To “fill-in” those dearth periods, my focus this season is to plant a bunch of Russian Sage for a summer bloom, and Autumn Joy Sedum for a late fall bloom.  Both are excellent honey bee plants and the Sedum is high in protein, just when the bees need it for the Fat Bees.  (I’m excited about Russian Sage because a friend in the Ripon area has them and she told me they literally vibrate with honey bees when they’re in bloom, and ECWBA member Mike Rohde gave me a couple of Autumn Joy Sedum last year and the bees were all over it when it was in bloom starting in late September.)
The list of honey bee plants became too extensive to list so I’m going to list a couple of excellent resources, in case anyone is wondering what would be good to plant this spring.   When buying plants, beware of hybrids and of chemically treated plants.  Some hybrids do not produce pollen or nectar, and we know the dangers of chemicals.  “Heritage” plants and organic seeds are probably the best bet to avoid chemicals and genetic alterations.
A couple of things though.  Herbs (all of them) are great pollen and nectar sources.  Giant (aka: Anise) Hyssop came up repeatedly as a great honey bee plant.  And we’ve probably all heard of Beebalm, Cosmos, Lavender and the Asters as excellent bee plants.  For those considering trees; maples, willows, basswood, sourwood and black locust are all great for honey bees.
100 Plants To Feed The Bees by the Xerces Society. 
The Xerces Society is about protecting invertebrates and not strictly honey bees.  This book has a nice key by each plant which shows which pollinators visit which plants based on 40 years of Society observations and study.   This book lists plants by common name and can be purchased from Xerces.
Garden Plants for Honey Bees by Peter Lindtner. 
Mr.
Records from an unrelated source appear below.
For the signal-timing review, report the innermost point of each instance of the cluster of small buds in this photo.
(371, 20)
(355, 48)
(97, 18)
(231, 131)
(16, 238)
Lindtner spent his life as a horticulturist and beekeeper and this book lists hundreds of plants categorized by bloom season.  This book lists plants by genus (that Latin stuff) so there’s a bit of difficulty locating plants that we know by common name.  (Google the plant you’re looking for to find the genus name.)  It has 1 – 5 stars by each plant to indicate the typical level of pollen and nectar. 
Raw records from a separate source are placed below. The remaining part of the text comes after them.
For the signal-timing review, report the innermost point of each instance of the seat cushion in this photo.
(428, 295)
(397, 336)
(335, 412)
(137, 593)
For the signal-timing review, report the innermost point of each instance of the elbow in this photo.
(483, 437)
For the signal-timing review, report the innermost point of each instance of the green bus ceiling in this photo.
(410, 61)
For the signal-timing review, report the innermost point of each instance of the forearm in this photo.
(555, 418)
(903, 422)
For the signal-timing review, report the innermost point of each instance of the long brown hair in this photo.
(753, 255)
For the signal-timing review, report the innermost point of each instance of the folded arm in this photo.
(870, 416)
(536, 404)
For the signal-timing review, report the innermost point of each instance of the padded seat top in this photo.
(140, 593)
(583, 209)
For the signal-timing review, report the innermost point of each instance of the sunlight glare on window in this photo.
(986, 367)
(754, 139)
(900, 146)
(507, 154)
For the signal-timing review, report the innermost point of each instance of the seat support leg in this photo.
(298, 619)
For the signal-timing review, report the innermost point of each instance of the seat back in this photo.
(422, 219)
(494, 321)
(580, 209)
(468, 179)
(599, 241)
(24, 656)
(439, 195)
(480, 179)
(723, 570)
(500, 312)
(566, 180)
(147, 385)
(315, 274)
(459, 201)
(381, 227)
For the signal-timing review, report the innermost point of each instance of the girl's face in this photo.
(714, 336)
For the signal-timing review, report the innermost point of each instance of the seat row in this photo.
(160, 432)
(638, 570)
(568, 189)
There’s a variety of other books on the subject (Winnefox has several) but these two struck me as the best of those that I read.  They make very good reference books for your home library.
Last week while looking for native plants I came across The Wild Ones website and they are currently accepting orders for 1 to 2-year-old plants, but orders are due by March 20!  The plants cost $5.00 each, or $4.50 each if ordered by the flat (12 of the same plant).  There’s some very good honey bee plants among the offerings.  For those interested:
Native plants are a good thing, but introduced plants can be too.  What we don’t want to plant are invasive plants that get out of control and choke out the natives.  Purple Loosestrife is a good example.  Honey bees love it, but it’s choking out native plants and that’s a death knell for the native pollinators that depend on local fauna.  Be careful in your choices.
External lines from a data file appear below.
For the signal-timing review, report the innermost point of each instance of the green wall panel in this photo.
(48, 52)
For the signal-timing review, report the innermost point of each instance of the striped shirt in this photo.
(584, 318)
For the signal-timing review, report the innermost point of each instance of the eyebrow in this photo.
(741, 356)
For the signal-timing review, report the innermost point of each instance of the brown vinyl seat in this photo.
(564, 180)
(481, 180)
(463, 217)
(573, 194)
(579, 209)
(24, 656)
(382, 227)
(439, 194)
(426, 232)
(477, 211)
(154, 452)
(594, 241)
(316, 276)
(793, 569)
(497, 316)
Speaking of natives, there was a native honeybee in North America 14,000,000 years ago.  Apis nearctica.  Who knows what happened and if any of their genetics survive in Apis meliffera, but now we know that at one time there were native North American honeybees.   
Our next meeting is April 8 at the Ripon Public Library, 9:30 a.m., Silver Creek Room.  We’ll be talking about hive reversals, techniques for changing out brood comb, and Jack will be bringing a swarm lure and will talk to us about swarm catching.  It's cold today, but the season is close and we need to prepare for it now.
See you then,

EDITORS NOTE: Two other good sources of native prairie plants are:
-Prairie Nursery in Westfield, Wi.
-Prairie Moon Nursery in Minnesota

1 comment:

Gerard Schubert said...

Apis nearctica was in North America 14,000,000 years ago, not 14,000 years ago. Sorry about the typo.